Reconstitution example
Epitalon is supplied as a lyophilized powder, most commonly in 10 mg, 20 mg, or 50 mg vials. A 10 mg vial reconstituted with 2 mL of bacteriostatic water yields 5 mg/mL. On a 1 mL U-100 insulin syringe, 20 units (0.2 mL) contains 1 mg. Vial's calculator handles the conversion when vial mass and water volume are entered.
What to know
- Single-lab dominance. The bulk of published efficacy evidence comes from the originating Khavinson group. Independent in vitro replication exists for telomerase induction; human clinical confirmation does not.
- No regulatory approval. Epitalon is not approved by the FDA or any other major regulator. It is not on the FDA 503A compounding list.
- Storage. Lyophilized: refrigerate, protect from light. Reconstituted: refrigerate and use within 2 to 4 weeks per typical short-peptide stability data.
- Safety profile is incomplete. No long-term human safety trial has been published. User reports describe injection-site irritation as the most common observation, but the absence of controlled data means rare or delayed effects are uncharacterized.
- Not the same as epithalamin. The natural pineal extract studied in the original 1970s rodent work is a complex mixture; Epitalon is a single defined tetrapeptide derived from it.
Sources
- 1.Khavinson VKh et al. (2003). Epithalon peptide induces telomerase activity and telomere elongation in human somatic cells. Bulletin of Experimental Biology and Medicine.

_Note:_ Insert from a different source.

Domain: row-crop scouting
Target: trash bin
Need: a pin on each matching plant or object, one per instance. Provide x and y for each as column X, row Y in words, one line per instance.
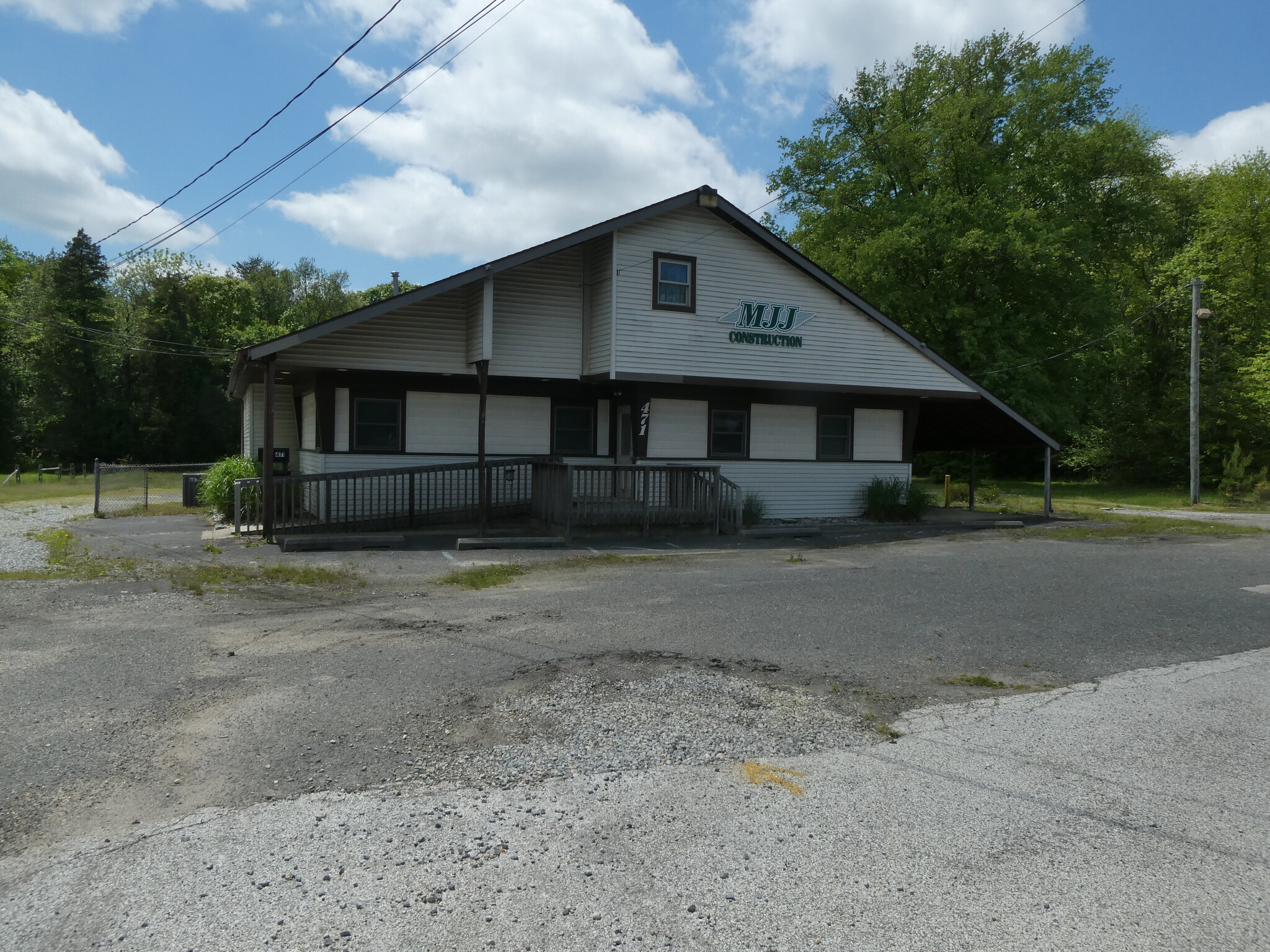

- 2.Khavinson VKh et al. (2004). Peptide promotes overcoming of the division limit in human somatic cell. Bulletin of Experimental Biology and Medicine.
- 3.Araj SK et al. (2025). Overview of Epitalon — Highly Bioactive Pineal Tetrapeptide with Promising Properties. International Journal of Molecular Sciences.
- 4.Al-Dulaimi S et al. (2025). Epitalon increases telomere length in human cell lines through telomerase upregulation or ALT activity. Biogerontology.